Thoma Bravo Buying Spree Highlights Hot Investor Interest in IAM Market
Two recent financial transactions worth billions — both involving private equity firm Thoma Bravo — have highlighted the continued and strong interest among investors and other technology vendors in the identity and access management (IAM) market.
Thoma Bravo last week completed its previously announced purchase of identity security services provider SailPoint Technologies in an all-cash transaction valued at around $6.9 billion. At completion of purchase, the company was delisted from the New York Stock Exchange and stockholders were entitled to receive $65.25 in cash per share of the company’s common stock. SailPoint is now a privately held entity.
Earlier this month, Thoma Bravo also announced its intention to acquire federated ID management firm Ping Identity for $2.8 billion. That transaction is expected to close in the fourth quarter. At that time, Ping, too, will go from being a publicly listed company to a private entity under the Thoma Bravo umbrella. Ping’s current stockholders will receive $28.50 in cash per share of common stock.
Substantial Premiums
Thoma Bravo paid a substantial premium for both firms. The $65.25 per share of common stock that it offered for SailPoint when it first announced plans to acquire the firm in April represented a more than 31% premium on SailPoint’s share price at the time. Similarly, Thoma Bravo’s offer for Ping Identity represented a premium of more than 63% of the identity vendor’s closing share price at the time of the offer in early August.
The premiums reflect the growing value that investors and other technology firms have begun attaching to IAM firms over the past two years. Much of it is being driven by the realization that companies moving to the cloud and supporting more distributed workforces also require new approaches to IAM.
Cloud Migration Driving IAM Demand
“Identity is core to digital transformation,” says Richard Stiennon, chief research analyst at IT-Harvest. “Enterprises are looking closely at identity because they are moving to a zero-trust approach as they transition to the cloud.”
Stiennon says that as enterprises move to the cloud, there is an opportunity for them to consolidate their IAM platforms. New and simpler ways to handle identities and authentication have become available which give enterprise organizations a way to consolidate their identity infrastructures in the cloud, he says.
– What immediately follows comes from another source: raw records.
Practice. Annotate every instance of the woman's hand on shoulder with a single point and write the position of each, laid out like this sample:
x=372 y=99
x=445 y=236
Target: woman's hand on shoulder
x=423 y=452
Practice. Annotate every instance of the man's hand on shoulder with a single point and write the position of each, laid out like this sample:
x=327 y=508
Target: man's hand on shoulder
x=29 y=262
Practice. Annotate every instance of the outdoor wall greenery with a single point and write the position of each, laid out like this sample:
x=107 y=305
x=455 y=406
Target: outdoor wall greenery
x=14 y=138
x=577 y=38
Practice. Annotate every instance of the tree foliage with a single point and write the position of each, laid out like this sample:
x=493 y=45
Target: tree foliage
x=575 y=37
Accelerated cloud adoption is also giving identity-security vendors a window of opportunity to broaden their footprint in a market that Microsoft has dominated since introducing Active Directory more than two decades ago, Stiennon notes.
“Thoma Bravo is making opportunistic moves,” he says, adding that a recent and general decline in cybersecurity stock valuations has created a great buying opportunity for the company.
“It raised a $22.8 billion fund two years ago, and it is putting that capital to work” through strategic investments like those involving SailPoint and Ping, he says.
Near Doubling of Market Size in Next Five Years
MarketsandMarkets has estimated that global demand for IAM technologies will grow from around $13.4 billion in 2022 to some $25.6 billion by 2027. The market research firm has identified several factors as driving this growth including the aforementioned proliferation of cloud-based IAM technologies and services, rapid adoption of hybrid cloud models, and an overall increase in cybersecurity spending post-COVID-19.
Others, such as Jupiter Research, have estimated similar growth. The analyst firm has predicted that the IAM market will top $26 billion in 2027, driven largely by purchases by small businesses that hitherto have not made big investments in IAM platforms. The growing proliferation of relatively inexpensive software-as-a-service (SaaS) and cloud subscription services for identity management is making it possible for this segment to make these new investments, the research firm said.
Thoma Bravo’s latest acquisitions add to the rapid growing portfolio of cybersecurity vendors that the private equity firm now owns. Other major acquisitions in the last few years include Proofpoint, McAfee, LogRhythm, Imperva, Sophos, and Veracode.
However, the company is just one of several that have snapped up IAM vendors just this year alone. Examples of others who have made similar investments include Vectra AI’s purchase of identity security and cloud posture management vendor Siriux Security Technologies in January; SentinelOne’s March purchase of Attivo Networks for $616 million in cash; and Avast’s purchase of SecureKey for an undisclosed sum in April.
Stiennon says there has also been substantial funding activity in the IAM space. So far this year, there has been a total of $1.4 billion invested in 18 identity vendors, he says.
“Last year saw $2.8 billion in 44 companies, and 2020 saw $2.6 billion in 48 vendors. I expect the pace of investments in IAM to continue at current levels or increase over the next two years,” he says. Stiennon estimates there are some 400 vendors in the identity space overall currently. Forty of them have more than 400 employees.